The best things to do in Snowdonia
Moel Siabod Café in Capel Curig is a one-stop shop for hungry hikers: generous breakfasts, packed lunches, lardy cakes, maps and free advice from the friendly owners. In Beddgelert, Caffi Gwynant serves up gorgeous brunches in a converted chapel. But choose wisely – you may struggle to waddle anywhere after the buttermilk chicken waffle slathered with maple butter.
Zip World has transformed a disused slate quarry and mine into adventure playgrounds. Hurtle head first down the world’s fastest zip line at Penrhyn Quarry. Not mad about heights? Scale underground waterfalls, traverse mineshafts and zoom down the world’s longest and deepest zip lines on Go Below’s caving trips.
Book a table at Olif in Betws-y-Coed for Welsh tapas and towering burgers. Try the fiery Y Ddraig Goch (Red Dragon) burger which is topped with Snowdonia Red Devil cheddar, locally made chorizo and giant onion rings. Hangin’ Pizzeria, just by Betws-y-Coed station, does a crispy, wood-fired Welsh Rarebit pizza as well as more conventional 12-inchers.

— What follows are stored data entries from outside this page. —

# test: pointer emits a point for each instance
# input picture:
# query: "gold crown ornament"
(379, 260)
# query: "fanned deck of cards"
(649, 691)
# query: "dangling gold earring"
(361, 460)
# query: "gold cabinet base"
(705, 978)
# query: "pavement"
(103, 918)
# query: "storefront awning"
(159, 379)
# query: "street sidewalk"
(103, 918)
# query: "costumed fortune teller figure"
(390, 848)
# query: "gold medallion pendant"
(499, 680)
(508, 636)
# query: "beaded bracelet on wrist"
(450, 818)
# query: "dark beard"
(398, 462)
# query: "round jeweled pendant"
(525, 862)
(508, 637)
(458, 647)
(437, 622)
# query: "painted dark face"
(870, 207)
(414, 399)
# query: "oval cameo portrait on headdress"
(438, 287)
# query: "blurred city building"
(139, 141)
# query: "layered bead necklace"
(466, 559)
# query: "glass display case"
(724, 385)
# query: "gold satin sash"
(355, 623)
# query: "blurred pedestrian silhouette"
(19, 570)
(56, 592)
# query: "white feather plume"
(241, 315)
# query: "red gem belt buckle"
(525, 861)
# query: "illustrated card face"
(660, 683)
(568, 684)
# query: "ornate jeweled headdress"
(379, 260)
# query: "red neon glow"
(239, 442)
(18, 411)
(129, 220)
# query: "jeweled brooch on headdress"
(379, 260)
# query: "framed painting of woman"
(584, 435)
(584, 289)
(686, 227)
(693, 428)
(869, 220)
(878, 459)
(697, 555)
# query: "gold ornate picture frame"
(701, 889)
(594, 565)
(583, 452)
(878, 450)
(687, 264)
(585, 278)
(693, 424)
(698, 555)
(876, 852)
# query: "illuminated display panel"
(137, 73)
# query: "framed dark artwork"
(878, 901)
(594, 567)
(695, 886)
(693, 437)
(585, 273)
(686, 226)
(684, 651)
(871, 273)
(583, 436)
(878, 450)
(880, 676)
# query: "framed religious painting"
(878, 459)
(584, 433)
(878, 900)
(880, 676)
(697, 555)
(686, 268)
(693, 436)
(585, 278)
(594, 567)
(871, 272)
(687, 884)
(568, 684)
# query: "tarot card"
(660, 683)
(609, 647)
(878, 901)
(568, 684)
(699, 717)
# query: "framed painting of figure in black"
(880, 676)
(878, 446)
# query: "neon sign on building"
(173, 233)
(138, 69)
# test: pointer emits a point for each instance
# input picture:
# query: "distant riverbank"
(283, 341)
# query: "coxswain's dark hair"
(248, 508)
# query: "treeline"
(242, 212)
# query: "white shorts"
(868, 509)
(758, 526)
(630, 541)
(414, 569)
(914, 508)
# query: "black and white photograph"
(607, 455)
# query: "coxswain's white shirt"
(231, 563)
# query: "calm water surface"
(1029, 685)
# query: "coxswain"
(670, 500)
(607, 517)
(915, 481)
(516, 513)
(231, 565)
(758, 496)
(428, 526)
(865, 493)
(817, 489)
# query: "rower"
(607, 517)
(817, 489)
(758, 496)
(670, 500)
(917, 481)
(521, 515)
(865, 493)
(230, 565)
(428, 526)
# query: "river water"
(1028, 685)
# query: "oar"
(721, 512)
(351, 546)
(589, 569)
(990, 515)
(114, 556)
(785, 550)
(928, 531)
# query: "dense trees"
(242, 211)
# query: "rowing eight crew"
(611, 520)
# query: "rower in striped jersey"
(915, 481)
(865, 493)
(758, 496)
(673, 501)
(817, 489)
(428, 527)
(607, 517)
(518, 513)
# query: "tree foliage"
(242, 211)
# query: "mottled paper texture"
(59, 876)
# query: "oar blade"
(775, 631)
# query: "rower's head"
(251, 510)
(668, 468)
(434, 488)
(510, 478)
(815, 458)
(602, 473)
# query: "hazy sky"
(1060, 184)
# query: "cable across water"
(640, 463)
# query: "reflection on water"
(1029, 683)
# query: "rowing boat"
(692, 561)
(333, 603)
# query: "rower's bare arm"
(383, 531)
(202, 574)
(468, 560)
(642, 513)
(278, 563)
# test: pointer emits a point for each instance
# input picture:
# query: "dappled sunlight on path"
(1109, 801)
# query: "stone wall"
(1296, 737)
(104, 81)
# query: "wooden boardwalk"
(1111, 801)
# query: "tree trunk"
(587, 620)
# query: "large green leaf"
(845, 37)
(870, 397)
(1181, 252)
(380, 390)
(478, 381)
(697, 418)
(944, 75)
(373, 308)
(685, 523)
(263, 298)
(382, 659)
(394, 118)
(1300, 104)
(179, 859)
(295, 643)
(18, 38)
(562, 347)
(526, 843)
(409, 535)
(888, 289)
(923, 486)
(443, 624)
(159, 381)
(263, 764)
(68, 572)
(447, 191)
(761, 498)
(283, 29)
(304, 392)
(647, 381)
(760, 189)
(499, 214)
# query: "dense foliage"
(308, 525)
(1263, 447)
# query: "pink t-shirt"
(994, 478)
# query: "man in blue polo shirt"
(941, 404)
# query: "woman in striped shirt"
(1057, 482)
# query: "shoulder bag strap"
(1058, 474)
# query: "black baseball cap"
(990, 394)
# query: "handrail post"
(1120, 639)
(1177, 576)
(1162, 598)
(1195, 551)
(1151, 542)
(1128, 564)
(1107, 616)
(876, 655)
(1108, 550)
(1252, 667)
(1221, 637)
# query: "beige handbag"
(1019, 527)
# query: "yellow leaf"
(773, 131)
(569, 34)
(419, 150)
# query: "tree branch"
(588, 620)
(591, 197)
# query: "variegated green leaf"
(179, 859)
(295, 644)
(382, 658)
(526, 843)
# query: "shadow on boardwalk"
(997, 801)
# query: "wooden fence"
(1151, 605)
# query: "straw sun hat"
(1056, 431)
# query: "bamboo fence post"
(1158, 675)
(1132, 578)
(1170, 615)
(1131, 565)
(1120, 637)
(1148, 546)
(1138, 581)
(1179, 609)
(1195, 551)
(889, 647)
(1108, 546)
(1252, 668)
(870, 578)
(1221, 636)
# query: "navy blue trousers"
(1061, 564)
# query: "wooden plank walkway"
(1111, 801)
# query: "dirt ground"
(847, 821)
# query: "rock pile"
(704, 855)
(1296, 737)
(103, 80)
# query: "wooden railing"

The Snowdonia Sherpa bus transports ramblers between villages and trailheads. Hop off at the National Trust’s Ogwen Cottage, which is the starting point for two glorious walks: a challenging trek up to Llyn Idwal, a crystal-clear lake surrounded by hulking cliffs; and a leisurely stroll around Llyn Ogwen – King Arthur’s sword Excalibur is said to lie at the bottom of its lonely waters.
There are plenty of historic pubs stocking North Wales’s new craft beers, but check out the gin list too. Snowdonia boasts several distilleries including the award-winning Aber Falls, which does tours and tastings. Step back in time with a pint of real ale at the Pen-y-Gwyrd Hotel, a memorabilia-stuffed inn at the foot of Snowdon that hasn’t changed since Sir Edmund Hillary used it as a training base for his Everest expedition in 1953.
Spy Ireland, Scotland and the Isle of Man from Mount Snowdon’s 1,085-metre summit. A dinky century-old train pootles up it several times a day, but that top-of-the-world feeling is even better when you’ve walked up. Plus you can justify an oggie (a Welsh pasty) and a slab of homemade cake from the café. For the most dramatic views, take the steep Llwybr Pyg (Pig Track) up, winding past glassy lakes and rocky ridges.
The phrase ‘five-star hostel’ sounds like a contradiction until you step inside The Rocks at Plas Curig. It has everything you expect from a hostel – dorms, a drying room for damp boots, a huge self-catering kitchen – but the aesthetic is more boutique hotel, with bold colours, snug corners and a roaring wood-burning stove. Not to mention the excellent selection of local ales and a firepit for balmy nights. Each bunkbed has its own curtain and bedside lamp so you can cocoon yourself. Or there are double and family rooms for those who value their privacy. Hike straight out the front door in the morning – the hostel sits in the shadow of Moel Siabod, one of Snowdonia’s most scenic peaks. At the end of the day, you can watch the sun set behind Mount Snowdon. From £22.50 a night.